How do you cope with being unpassing? I wont pass for a few years until I get FFS and I really want to know how others deal with this.
>>8424899
>>8424899
just by suffering and trying to push on. there's really no nice tricks
i just keep to myself as much as i can and play video games with my spare time
part of me doesn't want to get ffs because if i get it and still don't pass then it's basically end of the line for me
>>8424926
I don't want to kill myself just yet. If I still don't pass after FFS I'm going to jump off a bridge though.
>>8424930
>part of me doesn't want to get ffs because if i get it and still don't pass then it's basically end of the line for me
Iktf good luck with everything though anon.

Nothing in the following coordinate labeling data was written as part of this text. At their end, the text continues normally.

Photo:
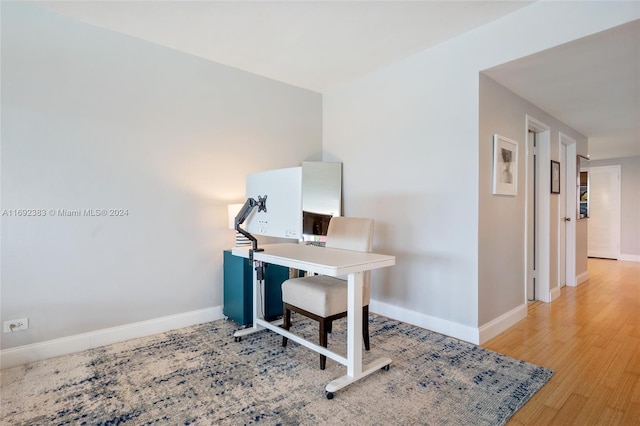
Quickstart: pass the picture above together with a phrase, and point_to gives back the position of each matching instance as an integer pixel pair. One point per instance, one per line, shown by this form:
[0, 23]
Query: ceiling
[592, 84]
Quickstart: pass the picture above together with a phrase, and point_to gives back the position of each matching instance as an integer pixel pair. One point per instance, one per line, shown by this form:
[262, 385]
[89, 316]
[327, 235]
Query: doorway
[537, 232]
[567, 205]
[604, 212]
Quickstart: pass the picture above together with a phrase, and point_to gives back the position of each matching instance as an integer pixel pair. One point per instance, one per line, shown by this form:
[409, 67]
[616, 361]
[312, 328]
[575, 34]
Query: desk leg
[257, 303]
[354, 339]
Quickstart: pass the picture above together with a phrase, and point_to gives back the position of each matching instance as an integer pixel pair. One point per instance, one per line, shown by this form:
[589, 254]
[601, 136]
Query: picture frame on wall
[505, 166]
[555, 177]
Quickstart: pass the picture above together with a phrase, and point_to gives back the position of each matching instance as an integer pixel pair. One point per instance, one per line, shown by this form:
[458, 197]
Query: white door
[604, 212]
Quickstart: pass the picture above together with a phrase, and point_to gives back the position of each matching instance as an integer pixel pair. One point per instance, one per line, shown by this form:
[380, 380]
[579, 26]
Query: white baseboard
[449, 328]
[491, 329]
[53, 348]
[582, 278]
[554, 293]
[630, 257]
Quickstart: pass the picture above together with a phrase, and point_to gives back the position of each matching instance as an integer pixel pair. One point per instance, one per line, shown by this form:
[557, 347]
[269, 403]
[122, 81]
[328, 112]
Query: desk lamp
[243, 214]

I repress, don't think about sex, and try to be dudley do-right in my interactions. I wear some androgynous clothes but mostly I just try not to even think about sex or anything sex related since I know it's going to be a long time or possibly never before I can afford surgery
>>8424943
I can't really repress anymore. That's why I'm unpassing in the first place.
>>8424949
I think you know ffs is not your ticket to happiness
>>8424955
Maybe not and if all else fails and I'm never happy with myself I'll just end it.
>>8424992
I'm just saying that deep down you have to find happiness not related to your physical appearance. This person talking about suicide over a surgery. It's not healthy
>>8425025
It's not about being pretty. It's about being comfortable in your own skin.
>>8424899
FFS don't guarantee passing.
Sometimes I see a girls face in a mans body and its unnerving.
>>8425052
My body isn't even that bad. Sure it could be better but I'm 5'8 with 70th percentile female features. I have a man face though and it pretty much negates anything good about me.
>attractiveness is the only thing that matters to people when you're a woman
>started transitioning too late and will never pass let alone be cute
>only chasers will want to fuck my ugly hon body but wont actually love me
>no one can love me
>no one will take me seriously at work or any social situations
>my family thinks im a freak
>government doesn't care about my well being
There is a God and we did something to make him mad. Buddhism is real and we were horrible people in a past life. All this suffering can't just be random chance, can it?
>>8425077
I hope things get better for you anon. It sucks but this is the hand we were dealt. On the bright side our next life will probably be better since we got all the suffering in this life right?